Uganda has ordered a social media shut down ahead of its violently contested presidential election on Thursday, a day after US social media giant Facebook removed fake accounts linked to a Ugandan government ministry.
In a letter, Uganda Communications Commission executive director Irene Sewankambo ordered telecommunications companies to “immediately suspend any access and use” of social media and online messaging platforms as incumbent President Yoweri Museveni faces off against challenger Bobi Wine.
On Monday, Facebook said that a network of fake and duplicate accounts linked to the country’s Ministry of Information and Communications Technology has been removed ahead of Thursday’s poll.
“Given the impending election in Uganda, we moved quickly to investigate and take down this network,” Facebook said in a statement.
“We found this network to be linked to the Government Citizens Interaction Center at the Ministry of Information and Communications Technology in Uganda. They used fake and duplicate accounts to manage pages, comment on other people’s content, impersonate users, (and) re-share posts in groups to make them appear more popular than they were,” Facebook said.
Facebook’s decision riled the government, with presidential spokesman Don Wanyama accusing the company of “interfering in the electoral process of Uganda.”
The run up to Uganda’s election has been marred by significant violence. Dozens of Bobi Wine’s supporters and one of his bodyguards have been killed during the campaign, many of them shot dead by police and other security forces. Opposition events have been forcibly dispersed and activists subjected to beatings, according to human rights monitors.
The government insists that opposition events are breaking social distancing rules designed to prevent the spread of Covid-19. 54 people were killed on 18 and 19 November in the protests and unrest that followed Bobi Wine’s arrest for allegedly breaking restrictions. Wine was later released on bail.
US Capitol attack shines spotlight on social media
Facebook’s action preceding the social media ban took place as global debate rages over how social media giants should regulate fake or violent political content following the deadly storming of the US Capitol by a mob of President Donald Trump’s supporters.
Following the Washington DC riot – which left five dead including a police officer – Twitter took the unprecedented decision of permanently banning Trump from Twitter, citing the “risk of further incitement of violence”.
Trump’s Twitter messages played an integral role in his rise from political maverick to the Presidency and acted as a megaphone amplifying his policies, grievances and feuds.
Until now, US social media giants have appeared reluctant to take a tough line on controversial political content disseminated by sitting governments ahead of African elections. Social media platforms are frequently the focus of government-imposed blackouts in the run up to elections in order to prevent opposition activists from mobilising.
Uganda has taken a notably strict approach to social media.
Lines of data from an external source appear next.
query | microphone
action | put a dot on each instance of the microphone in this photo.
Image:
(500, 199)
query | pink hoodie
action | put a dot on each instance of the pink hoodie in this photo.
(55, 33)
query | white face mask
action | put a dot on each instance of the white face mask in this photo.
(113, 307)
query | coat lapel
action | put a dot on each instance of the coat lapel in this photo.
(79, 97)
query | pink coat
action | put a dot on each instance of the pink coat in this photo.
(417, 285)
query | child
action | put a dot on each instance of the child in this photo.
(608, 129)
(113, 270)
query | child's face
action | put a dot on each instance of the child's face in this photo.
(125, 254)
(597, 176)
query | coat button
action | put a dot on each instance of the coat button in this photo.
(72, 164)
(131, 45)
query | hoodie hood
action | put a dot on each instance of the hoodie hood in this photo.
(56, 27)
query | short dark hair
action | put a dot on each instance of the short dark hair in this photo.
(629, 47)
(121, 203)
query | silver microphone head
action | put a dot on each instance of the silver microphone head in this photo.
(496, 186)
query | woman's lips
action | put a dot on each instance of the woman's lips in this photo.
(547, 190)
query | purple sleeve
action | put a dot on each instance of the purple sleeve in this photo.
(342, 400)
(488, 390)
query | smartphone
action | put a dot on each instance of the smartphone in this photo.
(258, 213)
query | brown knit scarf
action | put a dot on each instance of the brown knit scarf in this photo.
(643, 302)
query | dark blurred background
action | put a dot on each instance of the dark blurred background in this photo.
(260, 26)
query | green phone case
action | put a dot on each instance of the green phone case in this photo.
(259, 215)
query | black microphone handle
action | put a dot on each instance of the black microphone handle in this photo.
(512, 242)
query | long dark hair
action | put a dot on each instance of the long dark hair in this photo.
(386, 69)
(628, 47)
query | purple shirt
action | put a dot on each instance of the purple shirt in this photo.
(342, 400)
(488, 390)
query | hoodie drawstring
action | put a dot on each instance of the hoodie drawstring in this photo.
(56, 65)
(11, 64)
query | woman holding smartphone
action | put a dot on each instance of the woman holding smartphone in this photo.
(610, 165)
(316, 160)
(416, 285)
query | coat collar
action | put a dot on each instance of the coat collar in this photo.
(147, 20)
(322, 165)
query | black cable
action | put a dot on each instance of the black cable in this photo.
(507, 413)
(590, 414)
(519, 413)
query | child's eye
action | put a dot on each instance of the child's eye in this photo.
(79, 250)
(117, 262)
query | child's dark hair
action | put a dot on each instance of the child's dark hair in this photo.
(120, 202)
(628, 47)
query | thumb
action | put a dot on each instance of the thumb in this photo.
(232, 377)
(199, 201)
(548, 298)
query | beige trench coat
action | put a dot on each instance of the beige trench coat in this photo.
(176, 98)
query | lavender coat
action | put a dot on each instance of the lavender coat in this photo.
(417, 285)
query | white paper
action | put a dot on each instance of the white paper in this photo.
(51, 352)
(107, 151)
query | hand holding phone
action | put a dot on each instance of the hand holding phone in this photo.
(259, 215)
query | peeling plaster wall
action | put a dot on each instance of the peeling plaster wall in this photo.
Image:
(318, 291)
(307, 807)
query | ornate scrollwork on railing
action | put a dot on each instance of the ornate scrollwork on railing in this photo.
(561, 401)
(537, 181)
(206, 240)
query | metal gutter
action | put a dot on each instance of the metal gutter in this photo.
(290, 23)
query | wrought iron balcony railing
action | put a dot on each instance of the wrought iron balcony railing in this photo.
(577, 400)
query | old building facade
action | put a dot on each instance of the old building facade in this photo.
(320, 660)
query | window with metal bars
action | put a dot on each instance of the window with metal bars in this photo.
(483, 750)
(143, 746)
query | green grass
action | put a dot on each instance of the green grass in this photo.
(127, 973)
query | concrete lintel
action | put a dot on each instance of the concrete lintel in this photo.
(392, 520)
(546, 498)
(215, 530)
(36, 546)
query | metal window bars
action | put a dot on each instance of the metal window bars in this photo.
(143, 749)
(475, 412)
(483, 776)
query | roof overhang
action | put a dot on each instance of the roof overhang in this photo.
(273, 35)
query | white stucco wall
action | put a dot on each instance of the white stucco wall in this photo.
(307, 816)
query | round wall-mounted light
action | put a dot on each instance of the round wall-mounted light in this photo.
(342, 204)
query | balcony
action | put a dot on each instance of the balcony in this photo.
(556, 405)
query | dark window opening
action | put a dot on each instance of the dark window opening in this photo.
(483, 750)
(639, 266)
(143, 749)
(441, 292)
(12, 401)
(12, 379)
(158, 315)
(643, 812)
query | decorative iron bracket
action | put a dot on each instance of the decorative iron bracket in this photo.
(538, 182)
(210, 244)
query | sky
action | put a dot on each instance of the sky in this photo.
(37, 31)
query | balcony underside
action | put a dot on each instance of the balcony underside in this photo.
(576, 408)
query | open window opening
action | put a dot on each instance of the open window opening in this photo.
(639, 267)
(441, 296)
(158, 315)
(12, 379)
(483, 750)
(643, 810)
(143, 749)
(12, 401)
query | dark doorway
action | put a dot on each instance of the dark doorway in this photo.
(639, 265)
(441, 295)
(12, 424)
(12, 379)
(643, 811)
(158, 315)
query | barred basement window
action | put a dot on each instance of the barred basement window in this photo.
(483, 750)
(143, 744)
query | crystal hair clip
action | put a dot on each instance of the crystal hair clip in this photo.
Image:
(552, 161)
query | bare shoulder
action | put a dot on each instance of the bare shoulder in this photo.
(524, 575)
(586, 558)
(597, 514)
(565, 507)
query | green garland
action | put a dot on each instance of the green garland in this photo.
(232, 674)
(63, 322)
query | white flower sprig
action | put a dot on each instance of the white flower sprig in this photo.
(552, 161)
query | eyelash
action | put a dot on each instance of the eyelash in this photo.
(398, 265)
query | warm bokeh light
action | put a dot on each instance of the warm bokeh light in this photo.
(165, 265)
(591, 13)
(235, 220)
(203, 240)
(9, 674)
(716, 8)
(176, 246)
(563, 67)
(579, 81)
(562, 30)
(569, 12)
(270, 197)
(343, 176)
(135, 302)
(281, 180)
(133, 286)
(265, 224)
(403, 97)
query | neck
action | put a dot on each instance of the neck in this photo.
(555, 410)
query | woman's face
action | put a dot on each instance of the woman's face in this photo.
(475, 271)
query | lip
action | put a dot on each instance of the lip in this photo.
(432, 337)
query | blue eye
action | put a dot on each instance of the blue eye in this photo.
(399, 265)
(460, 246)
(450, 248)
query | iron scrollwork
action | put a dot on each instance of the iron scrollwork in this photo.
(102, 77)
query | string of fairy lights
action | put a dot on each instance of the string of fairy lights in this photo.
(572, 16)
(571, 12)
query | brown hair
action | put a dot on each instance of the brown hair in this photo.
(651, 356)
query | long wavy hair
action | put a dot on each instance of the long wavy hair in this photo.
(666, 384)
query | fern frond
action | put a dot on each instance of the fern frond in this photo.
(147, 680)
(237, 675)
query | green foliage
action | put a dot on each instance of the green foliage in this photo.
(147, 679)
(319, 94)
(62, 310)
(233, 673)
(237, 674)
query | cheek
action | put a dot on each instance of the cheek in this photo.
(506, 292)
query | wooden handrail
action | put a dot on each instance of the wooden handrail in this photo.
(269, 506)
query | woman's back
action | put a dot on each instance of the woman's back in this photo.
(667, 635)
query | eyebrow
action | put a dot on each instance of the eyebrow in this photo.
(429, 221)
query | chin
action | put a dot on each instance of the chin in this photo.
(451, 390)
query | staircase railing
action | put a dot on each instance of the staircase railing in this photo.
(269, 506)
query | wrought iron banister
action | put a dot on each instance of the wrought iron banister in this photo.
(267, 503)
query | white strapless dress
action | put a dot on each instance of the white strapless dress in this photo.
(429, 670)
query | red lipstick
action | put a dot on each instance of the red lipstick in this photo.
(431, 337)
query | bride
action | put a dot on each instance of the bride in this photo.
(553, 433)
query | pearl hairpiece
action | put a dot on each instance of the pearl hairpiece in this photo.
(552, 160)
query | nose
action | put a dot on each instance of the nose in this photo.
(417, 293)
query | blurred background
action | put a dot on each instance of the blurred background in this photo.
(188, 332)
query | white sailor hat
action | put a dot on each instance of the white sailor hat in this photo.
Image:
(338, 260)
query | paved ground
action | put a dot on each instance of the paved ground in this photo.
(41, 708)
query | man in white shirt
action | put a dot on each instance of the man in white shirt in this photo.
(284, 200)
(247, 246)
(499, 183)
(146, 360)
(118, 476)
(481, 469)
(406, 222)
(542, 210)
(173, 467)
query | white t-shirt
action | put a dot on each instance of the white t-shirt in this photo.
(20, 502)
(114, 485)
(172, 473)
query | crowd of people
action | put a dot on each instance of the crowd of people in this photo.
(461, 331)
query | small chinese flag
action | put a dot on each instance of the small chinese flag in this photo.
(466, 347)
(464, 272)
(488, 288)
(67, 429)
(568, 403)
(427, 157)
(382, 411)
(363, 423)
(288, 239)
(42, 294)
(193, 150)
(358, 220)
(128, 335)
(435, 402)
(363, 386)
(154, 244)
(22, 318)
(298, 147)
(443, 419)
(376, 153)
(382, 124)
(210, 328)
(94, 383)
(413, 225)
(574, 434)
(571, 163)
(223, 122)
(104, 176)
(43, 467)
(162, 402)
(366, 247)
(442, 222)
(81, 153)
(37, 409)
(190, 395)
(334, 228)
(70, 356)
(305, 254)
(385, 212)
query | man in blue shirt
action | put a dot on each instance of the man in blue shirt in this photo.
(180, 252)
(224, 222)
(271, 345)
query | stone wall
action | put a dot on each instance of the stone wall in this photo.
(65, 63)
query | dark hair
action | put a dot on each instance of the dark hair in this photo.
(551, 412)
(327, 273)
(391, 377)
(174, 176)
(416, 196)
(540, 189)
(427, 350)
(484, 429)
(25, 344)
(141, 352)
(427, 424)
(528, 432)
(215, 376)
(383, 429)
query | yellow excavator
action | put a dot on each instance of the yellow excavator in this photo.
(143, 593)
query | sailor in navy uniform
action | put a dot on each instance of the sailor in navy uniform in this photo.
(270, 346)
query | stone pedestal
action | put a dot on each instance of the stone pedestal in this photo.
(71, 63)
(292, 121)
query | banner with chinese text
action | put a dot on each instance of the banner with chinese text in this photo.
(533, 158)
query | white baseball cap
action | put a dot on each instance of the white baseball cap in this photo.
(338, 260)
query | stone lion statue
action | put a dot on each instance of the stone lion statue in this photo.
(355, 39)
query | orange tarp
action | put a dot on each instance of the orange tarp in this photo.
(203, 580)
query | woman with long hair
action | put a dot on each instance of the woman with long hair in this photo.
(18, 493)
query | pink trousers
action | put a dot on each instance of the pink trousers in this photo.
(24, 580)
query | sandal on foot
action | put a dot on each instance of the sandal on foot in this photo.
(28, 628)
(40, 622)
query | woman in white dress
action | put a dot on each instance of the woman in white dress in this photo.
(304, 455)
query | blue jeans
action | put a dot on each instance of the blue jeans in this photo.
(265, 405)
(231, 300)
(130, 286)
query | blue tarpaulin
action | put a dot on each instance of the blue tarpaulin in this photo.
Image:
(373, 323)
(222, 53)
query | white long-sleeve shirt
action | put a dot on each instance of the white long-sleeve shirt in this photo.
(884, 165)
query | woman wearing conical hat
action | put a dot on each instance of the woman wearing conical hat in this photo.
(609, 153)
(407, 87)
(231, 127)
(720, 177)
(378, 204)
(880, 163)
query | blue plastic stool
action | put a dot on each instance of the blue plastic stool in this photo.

In 2018, Uganda imposed a daily levy affecting more than 60 online platforms including Facebook, WhatsApp and Twitter. To use such site, Ugandans are expected to pay a tax of 200 Ugandan shillings ($0.05) a day in a move that many saw as an attempt to stifle criticism of the government.
On 7 September 2020, the Uganda Communications Commission issued a further public notice stating that anyone wishing to publish information online must be licensed ahead of a 5 October deadline.
The move sparked condemnation from Amnesty International who said it will “turn social media into a minefield” and which it claimed represented the “latest blow to the right to freedom of expression.”